Gläubiger im Insolvenzverfahren vergessen - was passiert?
Schuldner müssen im Insolvenzantrag ein vollständiges Gläubigerverzeichnis erstellen. Doch gerade bei alten Schulden, die man jahrelang vor sich her geschoben hat, ist es gar nicht so selten, dass ein Gläubiger im Insolvenzverfahren vergessen wird. Steht der Gläubiger nicht im Gläubigerverzeichnis, wird er auch vom Insolvenzverwalter nicht aufgefordert, seine Forderung zur Tabelle anzumelden.
Doch was passiert, wenn sich ein Gläubiger nach der Restschuldbefreiung meldet? Wird die Restschuldbefreiung versagt und die Ansprüche können noch geltend gemacht werden oder bleibt die Restschuldbefreiung bestehen?

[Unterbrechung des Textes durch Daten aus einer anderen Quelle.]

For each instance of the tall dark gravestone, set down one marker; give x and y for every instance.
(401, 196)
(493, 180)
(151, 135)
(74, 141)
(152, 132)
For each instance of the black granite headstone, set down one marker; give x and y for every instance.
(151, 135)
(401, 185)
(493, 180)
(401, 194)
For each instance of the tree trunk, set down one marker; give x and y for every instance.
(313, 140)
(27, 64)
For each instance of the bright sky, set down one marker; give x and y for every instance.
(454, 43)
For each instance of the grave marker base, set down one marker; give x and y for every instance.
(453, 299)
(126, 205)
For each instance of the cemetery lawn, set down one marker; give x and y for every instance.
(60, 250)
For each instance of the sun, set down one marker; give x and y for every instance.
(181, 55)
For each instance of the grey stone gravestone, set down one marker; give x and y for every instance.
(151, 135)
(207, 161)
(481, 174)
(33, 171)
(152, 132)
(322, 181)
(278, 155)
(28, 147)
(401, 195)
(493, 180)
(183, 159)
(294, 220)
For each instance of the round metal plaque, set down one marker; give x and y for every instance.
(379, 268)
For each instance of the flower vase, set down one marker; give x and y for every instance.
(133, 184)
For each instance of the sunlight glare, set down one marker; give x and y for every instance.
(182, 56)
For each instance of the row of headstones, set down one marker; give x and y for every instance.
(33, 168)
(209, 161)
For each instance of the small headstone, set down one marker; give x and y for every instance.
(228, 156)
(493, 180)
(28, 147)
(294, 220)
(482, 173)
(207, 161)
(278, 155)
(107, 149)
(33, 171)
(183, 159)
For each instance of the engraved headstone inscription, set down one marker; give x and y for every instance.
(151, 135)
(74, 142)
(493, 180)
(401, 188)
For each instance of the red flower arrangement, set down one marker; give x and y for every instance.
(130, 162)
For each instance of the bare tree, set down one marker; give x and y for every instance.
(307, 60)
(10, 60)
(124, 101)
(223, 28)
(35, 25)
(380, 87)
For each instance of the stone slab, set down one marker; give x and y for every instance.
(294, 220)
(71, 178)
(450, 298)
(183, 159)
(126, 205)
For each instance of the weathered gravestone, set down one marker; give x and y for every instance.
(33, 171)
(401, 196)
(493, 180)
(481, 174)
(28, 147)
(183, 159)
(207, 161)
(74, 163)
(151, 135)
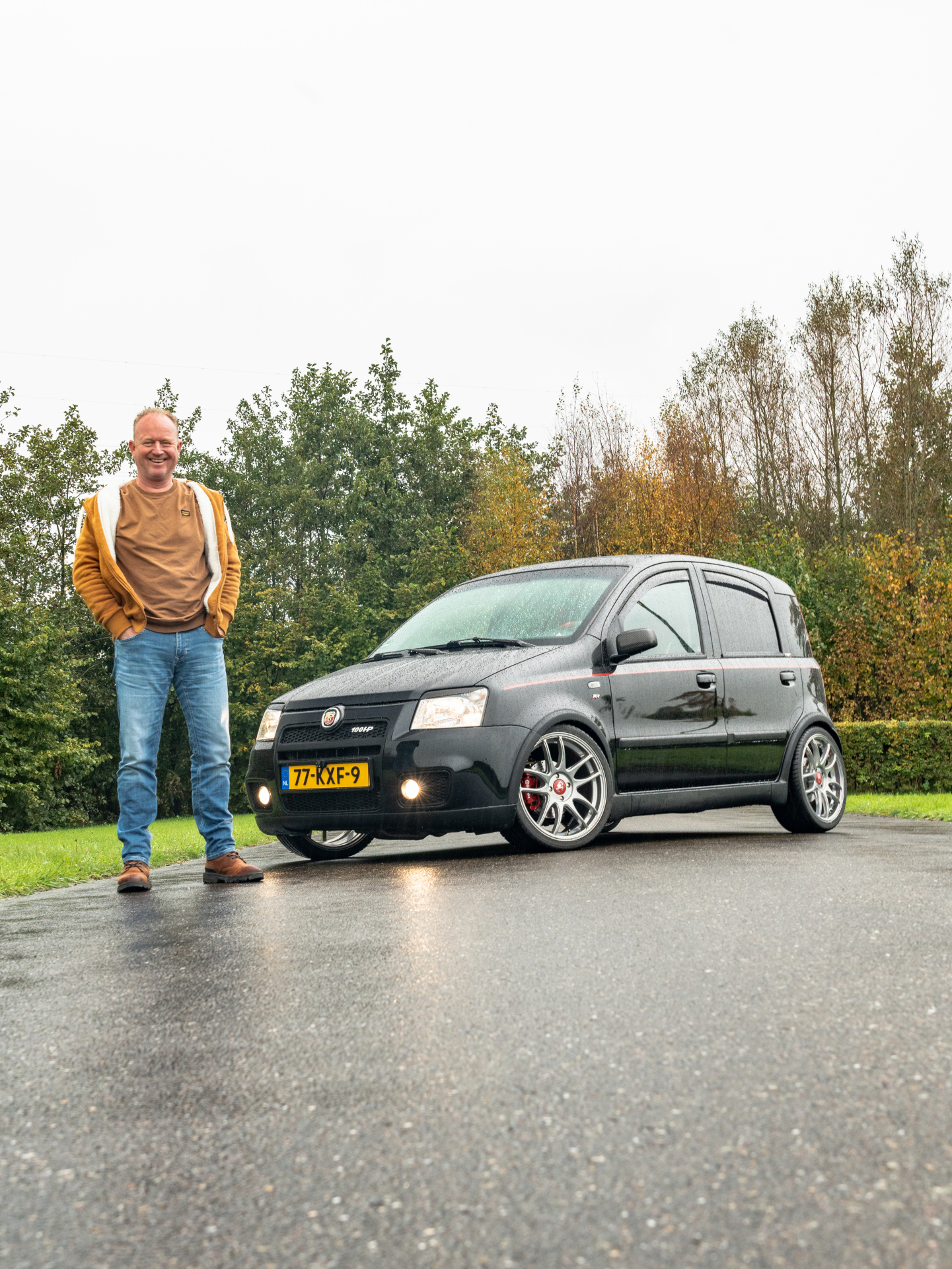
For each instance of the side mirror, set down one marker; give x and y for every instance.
(630, 644)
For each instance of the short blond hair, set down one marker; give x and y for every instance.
(154, 409)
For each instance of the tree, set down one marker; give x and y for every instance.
(511, 519)
(914, 463)
(824, 339)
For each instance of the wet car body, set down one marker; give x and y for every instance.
(702, 729)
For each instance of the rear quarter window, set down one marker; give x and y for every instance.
(743, 615)
(790, 617)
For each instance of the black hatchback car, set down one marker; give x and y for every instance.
(550, 702)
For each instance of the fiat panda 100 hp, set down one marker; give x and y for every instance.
(550, 702)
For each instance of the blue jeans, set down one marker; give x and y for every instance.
(143, 668)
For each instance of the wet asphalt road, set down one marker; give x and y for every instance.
(702, 1042)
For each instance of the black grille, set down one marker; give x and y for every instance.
(328, 754)
(328, 804)
(435, 788)
(348, 730)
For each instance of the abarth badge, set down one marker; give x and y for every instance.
(331, 717)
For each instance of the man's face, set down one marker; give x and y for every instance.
(155, 449)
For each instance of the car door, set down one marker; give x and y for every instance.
(667, 702)
(762, 685)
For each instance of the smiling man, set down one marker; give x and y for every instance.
(156, 565)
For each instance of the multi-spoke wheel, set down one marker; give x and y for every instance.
(564, 792)
(817, 788)
(325, 843)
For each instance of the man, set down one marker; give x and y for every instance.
(156, 565)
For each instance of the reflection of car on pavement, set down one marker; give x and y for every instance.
(549, 702)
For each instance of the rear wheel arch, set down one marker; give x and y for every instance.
(794, 740)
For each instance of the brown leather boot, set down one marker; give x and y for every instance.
(231, 867)
(133, 876)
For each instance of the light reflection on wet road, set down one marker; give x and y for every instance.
(702, 1042)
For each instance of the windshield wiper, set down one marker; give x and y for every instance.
(404, 651)
(457, 645)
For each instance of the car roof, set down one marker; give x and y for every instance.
(643, 561)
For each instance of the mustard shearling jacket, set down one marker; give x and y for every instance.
(103, 587)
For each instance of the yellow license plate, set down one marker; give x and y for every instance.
(332, 776)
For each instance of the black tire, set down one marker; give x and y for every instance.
(817, 787)
(325, 844)
(567, 818)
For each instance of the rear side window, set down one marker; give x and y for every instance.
(789, 609)
(667, 607)
(743, 616)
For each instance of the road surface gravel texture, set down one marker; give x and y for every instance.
(700, 1042)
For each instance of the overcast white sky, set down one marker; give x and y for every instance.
(515, 193)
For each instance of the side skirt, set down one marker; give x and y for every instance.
(706, 798)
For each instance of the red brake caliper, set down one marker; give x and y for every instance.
(531, 800)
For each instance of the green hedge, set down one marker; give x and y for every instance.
(898, 757)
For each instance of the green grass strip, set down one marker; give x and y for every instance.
(62, 857)
(904, 806)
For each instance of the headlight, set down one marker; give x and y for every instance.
(269, 725)
(460, 711)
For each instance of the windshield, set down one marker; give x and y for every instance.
(546, 607)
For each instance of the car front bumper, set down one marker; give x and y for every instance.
(466, 776)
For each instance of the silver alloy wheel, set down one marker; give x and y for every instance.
(563, 786)
(823, 777)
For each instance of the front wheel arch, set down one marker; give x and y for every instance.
(553, 724)
(529, 830)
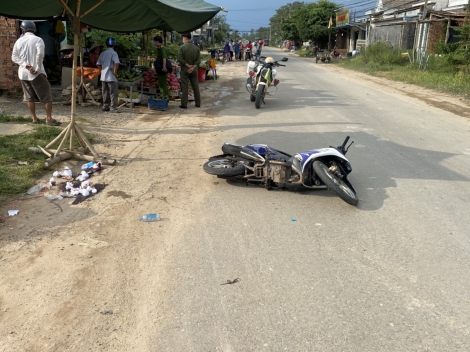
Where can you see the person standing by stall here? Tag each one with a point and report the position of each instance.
(28, 53)
(227, 51)
(161, 66)
(94, 55)
(189, 58)
(236, 49)
(108, 63)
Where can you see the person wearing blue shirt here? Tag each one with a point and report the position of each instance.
(108, 63)
(236, 48)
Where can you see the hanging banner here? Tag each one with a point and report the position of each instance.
(342, 18)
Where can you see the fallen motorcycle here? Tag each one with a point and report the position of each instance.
(259, 163)
(262, 76)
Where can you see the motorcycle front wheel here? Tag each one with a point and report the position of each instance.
(259, 96)
(223, 167)
(334, 183)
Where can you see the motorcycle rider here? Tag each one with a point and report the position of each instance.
(249, 50)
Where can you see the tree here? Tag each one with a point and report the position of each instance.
(289, 31)
(311, 21)
(284, 14)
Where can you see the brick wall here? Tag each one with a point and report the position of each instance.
(9, 33)
(435, 34)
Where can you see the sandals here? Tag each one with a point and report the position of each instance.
(54, 122)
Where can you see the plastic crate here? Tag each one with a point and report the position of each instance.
(160, 104)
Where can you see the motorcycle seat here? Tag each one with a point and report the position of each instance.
(232, 149)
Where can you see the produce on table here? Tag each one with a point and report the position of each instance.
(128, 75)
(125, 94)
(172, 81)
(151, 81)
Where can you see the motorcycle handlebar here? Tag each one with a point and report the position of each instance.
(345, 142)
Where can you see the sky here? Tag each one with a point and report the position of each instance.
(247, 14)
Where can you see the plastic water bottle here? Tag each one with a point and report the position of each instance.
(88, 165)
(150, 217)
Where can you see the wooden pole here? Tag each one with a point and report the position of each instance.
(73, 130)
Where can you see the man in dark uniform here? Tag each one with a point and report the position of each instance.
(189, 59)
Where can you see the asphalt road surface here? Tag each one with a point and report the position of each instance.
(311, 272)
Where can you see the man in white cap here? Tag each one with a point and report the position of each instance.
(28, 53)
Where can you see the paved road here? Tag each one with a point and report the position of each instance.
(391, 274)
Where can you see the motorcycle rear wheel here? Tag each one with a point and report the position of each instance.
(259, 96)
(334, 183)
(223, 167)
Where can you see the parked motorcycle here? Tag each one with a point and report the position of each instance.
(259, 163)
(262, 77)
(247, 54)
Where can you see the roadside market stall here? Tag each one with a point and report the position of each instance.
(110, 15)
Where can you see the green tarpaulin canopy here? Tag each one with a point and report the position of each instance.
(114, 16)
(119, 15)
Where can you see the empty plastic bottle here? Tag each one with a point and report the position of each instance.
(150, 217)
(88, 165)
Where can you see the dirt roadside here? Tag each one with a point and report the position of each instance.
(448, 102)
(88, 276)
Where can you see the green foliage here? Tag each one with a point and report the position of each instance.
(289, 31)
(380, 60)
(380, 55)
(128, 45)
(282, 26)
(172, 50)
(312, 19)
(14, 178)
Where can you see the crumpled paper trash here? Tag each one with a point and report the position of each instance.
(83, 176)
(65, 172)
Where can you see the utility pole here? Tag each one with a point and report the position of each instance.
(421, 28)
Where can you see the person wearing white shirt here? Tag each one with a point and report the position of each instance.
(108, 63)
(28, 53)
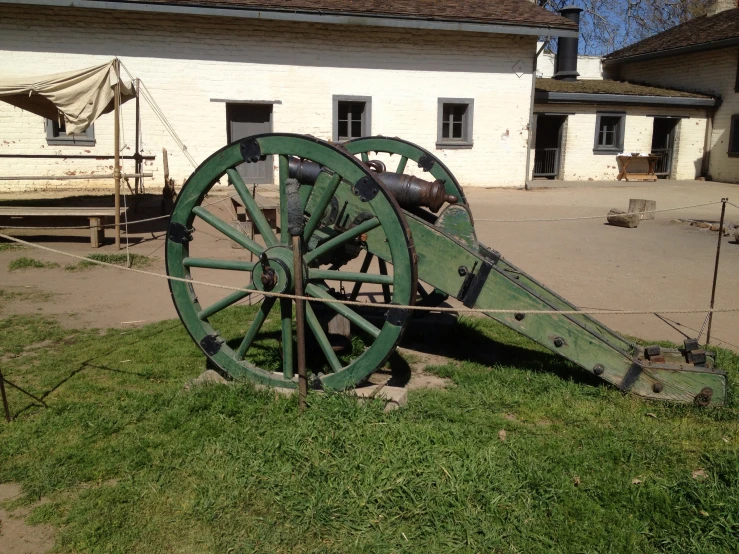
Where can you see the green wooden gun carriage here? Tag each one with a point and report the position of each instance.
(340, 209)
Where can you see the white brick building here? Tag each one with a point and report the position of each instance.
(698, 56)
(209, 61)
(583, 121)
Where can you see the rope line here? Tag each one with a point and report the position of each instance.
(595, 216)
(476, 220)
(371, 305)
(112, 224)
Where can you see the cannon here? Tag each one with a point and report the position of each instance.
(405, 233)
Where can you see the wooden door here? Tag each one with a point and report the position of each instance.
(245, 120)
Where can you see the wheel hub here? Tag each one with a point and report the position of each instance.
(273, 272)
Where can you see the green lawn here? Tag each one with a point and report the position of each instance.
(132, 462)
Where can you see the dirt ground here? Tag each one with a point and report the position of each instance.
(662, 264)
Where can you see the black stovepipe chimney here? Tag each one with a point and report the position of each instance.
(566, 66)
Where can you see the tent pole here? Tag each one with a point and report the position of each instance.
(138, 187)
(117, 153)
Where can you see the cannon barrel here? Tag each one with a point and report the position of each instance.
(409, 191)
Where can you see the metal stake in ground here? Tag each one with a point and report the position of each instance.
(715, 269)
(5, 398)
(296, 223)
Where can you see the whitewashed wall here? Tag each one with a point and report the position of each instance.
(581, 163)
(711, 72)
(186, 62)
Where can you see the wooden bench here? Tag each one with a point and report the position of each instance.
(649, 175)
(32, 216)
(268, 206)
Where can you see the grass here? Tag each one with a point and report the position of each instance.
(131, 462)
(137, 260)
(30, 263)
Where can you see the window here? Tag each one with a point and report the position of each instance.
(609, 133)
(56, 135)
(454, 127)
(734, 137)
(352, 117)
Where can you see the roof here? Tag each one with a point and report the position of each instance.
(500, 12)
(701, 33)
(606, 86)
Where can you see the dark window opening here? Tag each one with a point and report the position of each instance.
(609, 135)
(455, 123)
(734, 137)
(351, 117)
(56, 134)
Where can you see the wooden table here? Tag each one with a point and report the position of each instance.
(33, 216)
(268, 206)
(648, 176)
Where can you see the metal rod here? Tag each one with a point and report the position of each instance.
(715, 268)
(5, 398)
(117, 154)
(75, 156)
(71, 177)
(300, 319)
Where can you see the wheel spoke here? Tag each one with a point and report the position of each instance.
(255, 326)
(227, 230)
(322, 339)
(286, 313)
(351, 276)
(253, 209)
(211, 263)
(363, 269)
(385, 287)
(351, 315)
(284, 175)
(344, 237)
(317, 214)
(225, 302)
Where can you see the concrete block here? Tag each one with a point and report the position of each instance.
(208, 377)
(394, 397)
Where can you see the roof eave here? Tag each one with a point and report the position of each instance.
(311, 17)
(544, 97)
(713, 45)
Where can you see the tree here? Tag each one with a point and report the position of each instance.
(607, 25)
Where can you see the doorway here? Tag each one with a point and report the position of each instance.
(245, 120)
(663, 144)
(548, 146)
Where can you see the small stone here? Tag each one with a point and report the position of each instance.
(208, 377)
(620, 218)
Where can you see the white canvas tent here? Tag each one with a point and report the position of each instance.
(79, 96)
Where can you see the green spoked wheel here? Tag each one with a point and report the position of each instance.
(257, 341)
(407, 151)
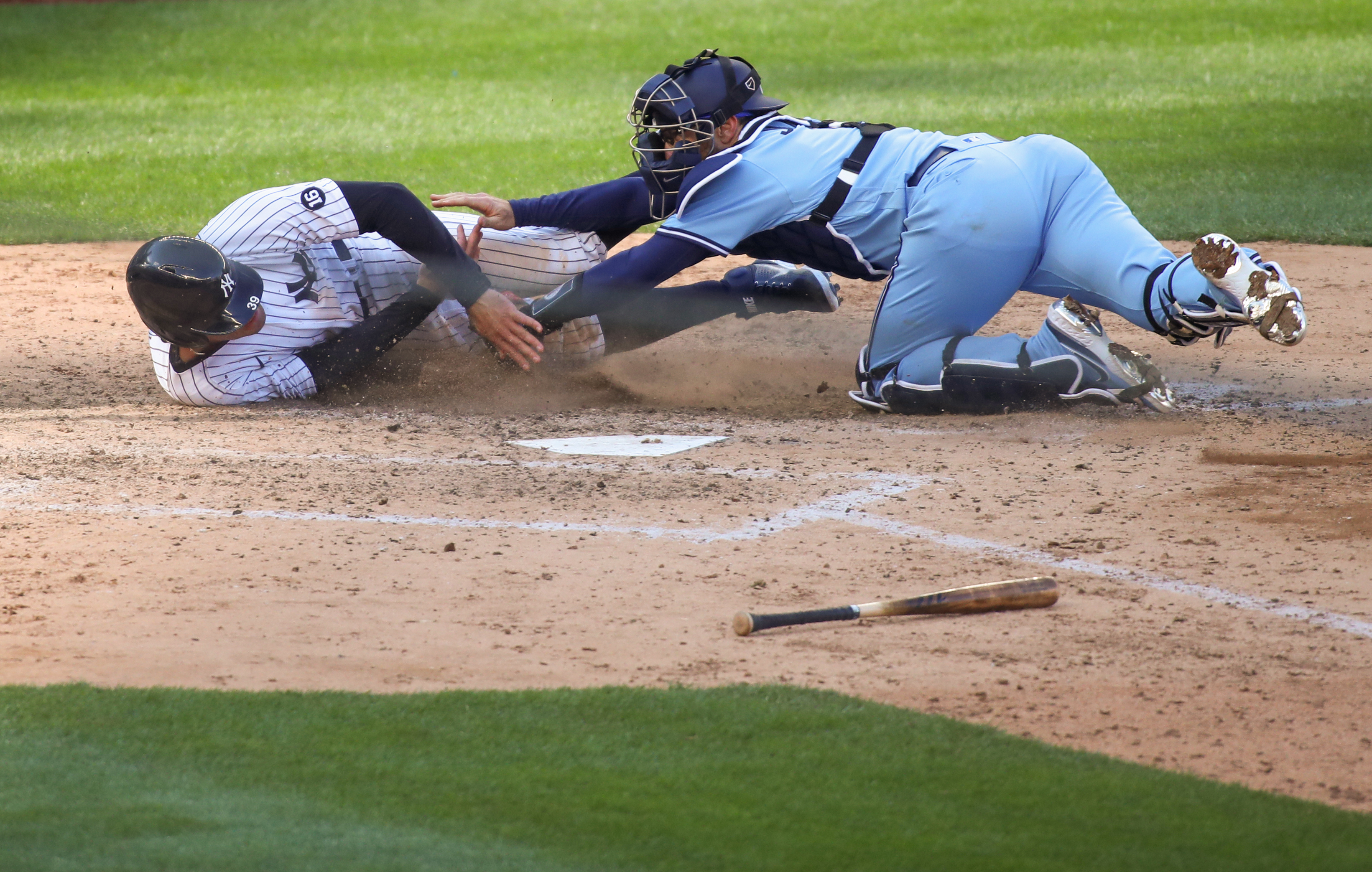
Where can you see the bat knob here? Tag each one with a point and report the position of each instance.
(743, 623)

Gläubiger meldet sich nach Restschuldbefreiung
Viele Gläubiger denken fälschlicherweise, dass sie ihre Forderung auch dann noch durchsetzen können, wenn die Restschuldbefreiung bereits erteilt wurde. Doch wenn sich ein Gläubiger erst nach der Restschuldbefreiung meldet , hat er in der Regel keinen Anspruch mehr, seine Forderung durchzusetzen. Denn die Restschuldbefreiung erstreckt sich auch auf die nicht oder nicht rechtzeitig angemeldete Forderung eines Insolvenzgläubigers. Dies gilt unabhängig davon, ob die unterbliebene oder verspätete Anmeldung auf ein Verschulden des Gläubigers beruht. In der Insolvenzordnung §301 ist ausdrücklich geregelt:
„Wird die Restschuldbefreiung erteilt, so wirkt sie gegen alle Insolvenzgläubiger. Dies gilt auch für Gläubiger, die ihre Forderungen nicht angemeldet haben.“
Vom Gesetzgeber wird unterstellt, dass alle Gläubiger – auch ausländische – sich im Internet unter www.insolvenzbekanntmachungen.de kundig machen können. Alle eröffneten Insolvenzverfahren werden auf dieser Internetplattform veröffentlicht.
Der unberücksichtigt gebliebene Gläubiger kann eine Forderung nicht mehr gegen den Schuldner durchsetzen ; ihre Vollstreckbarkeit entfällt. Dies gilt auch für Titel, die der Gläubiger gegen den Schuldner aus der Zeit vor Eröffnung des Insolvenzverfahrens erlangt hat. Dem Gläubiger ist es ebenfalls verwehrt, wegen der nicht oder verspätet zur Tabelle angemeldeten Forderung einen Titel zu erwirken – er darf also keine Klage mehr erheben.
Kommt der Schuldner also ungeschoren davon?
Gläubiger wurde vorsätzlich vergessen
Schutz steht allerdings dem Gläubiger zu, dessen Forderung vom Schuldner im Insolvenzverfahren vorsätzlich nicht angegeben wurde. Hat der Schuldner die Restschuldbefreiung in unredlicher Weise durch bewusstes Verschweigen einer Forderung erlangt, kann der betroffene Gläubiger seinen Anspruch unter Berufung im streitigen Verfahren verfolgen. Denn nach § 826 BGB gilt:
„Wer in einer gegen die guten Sitten verstoßenden Weise einem anderen vorsätzlich Schaden zufügt, ist dem anderen zum Ersatz des Schadens verpflichtet.“
Kann also der Gläubiger nachweisen, dass der Schuldner die Forderung vorsätzlich verschwiegen hat, dann darf er seine Forderung trotz Erteilung der Restschuldbefreiung weiter durchsetzen . Der Nachweis dürfte allerdings nicht immer einfach sein. Ist ein Schuldner kurz vor Insolvenzantragstellung wegen einer Straftat zu Schmerzensgeld verurteilt worden und er "vergisst" dann den Gläubiger, wird jedoch ein Schadensersatzanspruch des Gläubigers bejaht.
Zusammenfassung Gläubiger im Insolvenzverfahren vergessen
- Ist Gläubiger nicht im Gläubigerverzeichnis gelistet, wird er auch vom Insolvenzverwalter nicht aufgefordert, seine Forderung zur Tabelle anzumelden.
- Meldet sich ein Gläubiger erst nach der Restschuldbefreiung, hat er keinen Anspruch mehr, seine Forderung durchzusetzen.
- Dies gilt auch für Titel, die der Gläubiger gegen den Schuldner aus der Zeit vor Eröffnung des Insolvenzverfahrens erlangt hat.
- Kann der Gläubiger jedoch beweisen, dass der Schuldner die Forderung vorsätzlich verschwiegen hat, kann die Forderung unter Berufung im streitigen Verfahren trotz Erteilung der Restschuldbefreiung weiter durchgesetzt werden.